Le candidat des écologistes à la présidentielle décline son programme. Verdict : pas de surprise, peu d’ambition. Et zéro envie.
Yannick Jadot ne perd pas de temps. Sitôt désigné candidat à la présidentielle par la primaire des écologistes, le député européen défouraille son programme. Dans un long entretien accordé au Journal du dimanche, l’ancien directeur des campagnes de Greenpeace-France multiplie les propositions dans le domaine du social, des institutions, de l’économie. Il y glisse même quelques idées écologistes. Ma rubrique étant teintée de vert, je me consacre à ce chapitre.

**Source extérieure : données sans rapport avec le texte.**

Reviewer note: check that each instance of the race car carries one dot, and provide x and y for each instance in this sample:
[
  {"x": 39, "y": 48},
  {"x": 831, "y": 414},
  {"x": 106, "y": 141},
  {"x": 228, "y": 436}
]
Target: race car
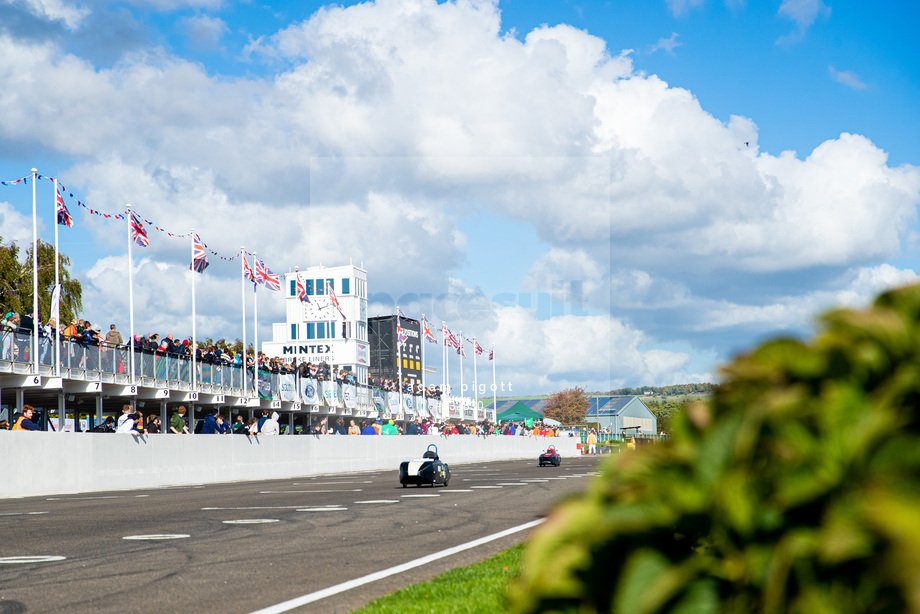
[
  {"x": 550, "y": 457},
  {"x": 426, "y": 470}
]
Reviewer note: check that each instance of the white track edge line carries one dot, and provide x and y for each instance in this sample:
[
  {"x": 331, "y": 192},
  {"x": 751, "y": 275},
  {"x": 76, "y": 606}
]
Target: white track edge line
[{"x": 385, "y": 573}]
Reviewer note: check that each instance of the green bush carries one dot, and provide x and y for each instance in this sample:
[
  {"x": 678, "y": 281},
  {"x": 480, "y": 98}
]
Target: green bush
[{"x": 797, "y": 489}]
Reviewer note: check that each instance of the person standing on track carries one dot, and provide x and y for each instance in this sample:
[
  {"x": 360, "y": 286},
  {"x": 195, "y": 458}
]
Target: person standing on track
[
  {"x": 591, "y": 441},
  {"x": 177, "y": 422}
]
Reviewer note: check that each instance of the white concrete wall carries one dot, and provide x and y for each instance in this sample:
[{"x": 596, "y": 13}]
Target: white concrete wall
[{"x": 46, "y": 463}]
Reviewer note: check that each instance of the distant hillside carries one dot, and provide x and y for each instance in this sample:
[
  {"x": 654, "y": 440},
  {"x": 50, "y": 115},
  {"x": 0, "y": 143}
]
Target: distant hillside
[{"x": 665, "y": 391}]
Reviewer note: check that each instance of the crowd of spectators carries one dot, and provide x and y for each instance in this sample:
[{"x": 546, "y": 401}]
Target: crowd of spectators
[{"x": 409, "y": 387}]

D’entrée de jeu, le Picard promet d’éradiquer l’élevage industriel. Bonne idée, a priori. A ceci près que remettre dehors veaux, vaches, cochons nécessite de trouver des terres supplémentaires. Et pas qu’un peu ! La réglementation sur le « plein air » impose 4 m2 par poule. Les paysans français élèvent chaque année 40 millions de poules. Les faire vivre outdoor nécessite de trouver 16.000 hectares de terrains. Pas gagné. D’autant qu’il faudra aussi trouver des terrains supplémentaires pour les canards, les oies, les bovins, les caprins, les cochons, les dindes, les cailles, les lapins. Pas gagné en période de déprise agricole. Mais là, pas de proposition concrète du candidat vert.
Pour qui l’argent public ?
Les lobbys ? Yannick Jadot veut les « extirper » de l’économie française. Certes, mais nul ne sait comment. Alors bien sûr, « chaque euro d’argent public sera conditionné à la protection de l’environnement ». Mais entre un fabricant de batterie de véhicule électrique et un importateur de panneaux solaires chinois, qui le protège le mieux ?

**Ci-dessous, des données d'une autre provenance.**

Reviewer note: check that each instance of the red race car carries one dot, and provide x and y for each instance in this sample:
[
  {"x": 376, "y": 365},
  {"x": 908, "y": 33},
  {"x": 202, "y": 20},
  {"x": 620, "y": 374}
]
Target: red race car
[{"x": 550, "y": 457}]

A propos de sous, l’ancien porte-parole de l’Alliance pour la planète promet un programme d’investissement public de 50 milliards d’euros par an, dont la moitié sera consacrée « à la reconstruction ». On n’en sait pas beaucoup plus. Ce que nous dit, en revanche, l’institut pour l’économie du carbone (I4CE), c’est que pour atteindre les objectifs de décarbonation que nous nous sommes fixés, nous devons investir de 65 à 74 milliards d’euros par an. Faudra trouver un petit peu plus de sous, monsieur Yannick.
Un ISF climatique
Le tombeur de Sandrine Rousseau veut avancer de 10 ans (2030 donc) l’interdiction de vente de voitures à moteur thermique. Génial ! Surtout si les industriels tricolores produisent des batteries « 100% recyclables ». Sauf que, sur la trentaine de gigafactories en train de sortir de terre en Europe, seules deux sont situées dans l’Hexagone. Ce ne sera pas facile de convaincre leurs concurrentes de passer à l’économie circulaire. Mais on peut essayer.

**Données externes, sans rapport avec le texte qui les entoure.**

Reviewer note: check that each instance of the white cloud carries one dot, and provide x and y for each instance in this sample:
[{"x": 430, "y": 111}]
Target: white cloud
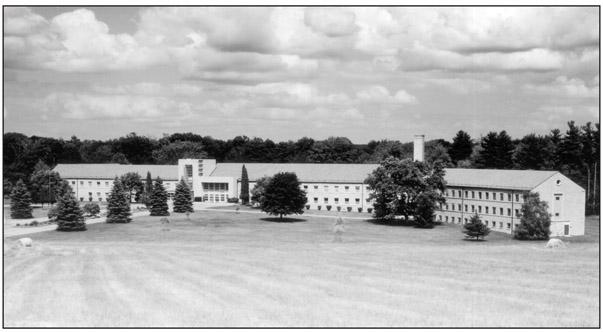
[{"x": 564, "y": 87}]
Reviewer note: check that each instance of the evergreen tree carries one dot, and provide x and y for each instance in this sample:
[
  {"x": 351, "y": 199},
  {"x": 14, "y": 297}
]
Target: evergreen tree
[
  {"x": 159, "y": 205},
  {"x": 20, "y": 202},
  {"x": 284, "y": 196},
  {"x": 461, "y": 147},
  {"x": 148, "y": 190},
  {"x": 118, "y": 207},
  {"x": 244, "y": 187},
  {"x": 182, "y": 198},
  {"x": 69, "y": 214},
  {"x": 475, "y": 228},
  {"x": 535, "y": 219}
]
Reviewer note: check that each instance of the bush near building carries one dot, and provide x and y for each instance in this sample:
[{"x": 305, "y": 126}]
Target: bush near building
[
  {"x": 20, "y": 202},
  {"x": 535, "y": 219}
]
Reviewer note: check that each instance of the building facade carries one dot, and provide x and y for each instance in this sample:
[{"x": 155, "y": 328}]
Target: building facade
[{"x": 93, "y": 182}]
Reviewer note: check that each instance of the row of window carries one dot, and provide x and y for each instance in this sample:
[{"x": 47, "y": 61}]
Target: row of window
[
  {"x": 336, "y": 200},
  {"x": 486, "y": 222},
  {"x": 481, "y": 195},
  {"x": 336, "y": 188},
  {"x": 215, "y": 186},
  {"x": 451, "y": 207}
]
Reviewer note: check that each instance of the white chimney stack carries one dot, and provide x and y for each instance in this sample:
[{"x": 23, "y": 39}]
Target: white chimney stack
[{"x": 419, "y": 148}]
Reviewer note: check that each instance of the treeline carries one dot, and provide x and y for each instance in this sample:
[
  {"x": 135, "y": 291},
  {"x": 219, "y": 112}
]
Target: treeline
[{"x": 575, "y": 152}]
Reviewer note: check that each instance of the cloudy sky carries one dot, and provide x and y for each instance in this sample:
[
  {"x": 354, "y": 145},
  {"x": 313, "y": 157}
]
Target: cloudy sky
[{"x": 284, "y": 73}]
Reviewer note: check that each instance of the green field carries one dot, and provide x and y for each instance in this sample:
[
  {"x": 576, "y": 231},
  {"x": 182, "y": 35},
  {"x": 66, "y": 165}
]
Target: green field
[{"x": 223, "y": 269}]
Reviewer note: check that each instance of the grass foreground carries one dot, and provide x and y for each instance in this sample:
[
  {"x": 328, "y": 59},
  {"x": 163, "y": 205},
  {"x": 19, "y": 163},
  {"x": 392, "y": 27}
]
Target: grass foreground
[{"x": 226, "y": 269}]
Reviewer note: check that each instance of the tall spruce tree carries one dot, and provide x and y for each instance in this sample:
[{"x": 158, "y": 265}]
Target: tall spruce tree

La taxe carbone est appelée à repartir à la hausse, semble-t-il. Sans qu’on sache très bien comment le président Jadot évitera de rallumer le mouvement des Gilets jaunes. Seule promesse : « nous ne laisserons personne au bord de la route ». Quoi qu’il en coûte ? Il faudra alors que l’impôt sur la fortune climatique (c’est prévu !) taxe très lourdement les riches émetteurs de gaz à effet de serre pour que la mesure soit socialement indolore. Rappelons que pour être efficace, la taxe carbone devrait atteindre 250 € la tonne de CO2 émise. Soit 5 fois le niveau actuel.
Gaspillages énergétiques ?
A propos de carbone, le candidat écologiste propose de rendre gratuits les premiers kWh d’électricité et les premiers m3 de gaz naturel. Ce qui n’est pas une mesure favorable aux économies d’énergie, ni aux finances d’EDF et d’Engie dont l’Etat est un gros actionnaire. Gaspillage d’énergie et d’argent public ?
Refrain incontournable d’un écolo : la sortie du nucléaire. Le Jadot 2022 la promet pour 2042. Soit. Mais que faire des millions de tonnes de déchets nucléaires que génèrera le démantèlement de 58, réacteurs si l’on ne peut les mettre quelque part ? Car Yannick Jadot le dit depuis longtemps : « l’enfouissement des déchets nucléaires : ni à Bure ni ailleurs ».
On ne va pas se mentir comme dirait Nicolas Hulot. Le programme environnement de Jadot est truffé de promesses intenables. Comme le sera celui de tous les programmes des candidats déclarés ou à venir.
Ce qui manque, c’est un souffle, un récit, une ambition. Le géant vert ne donne pas (encore ?) l’impression qu’il est celui qui fera entrer la France dans le siècle de l’écologie sociale. Il a encore six mois pour me faire mentir.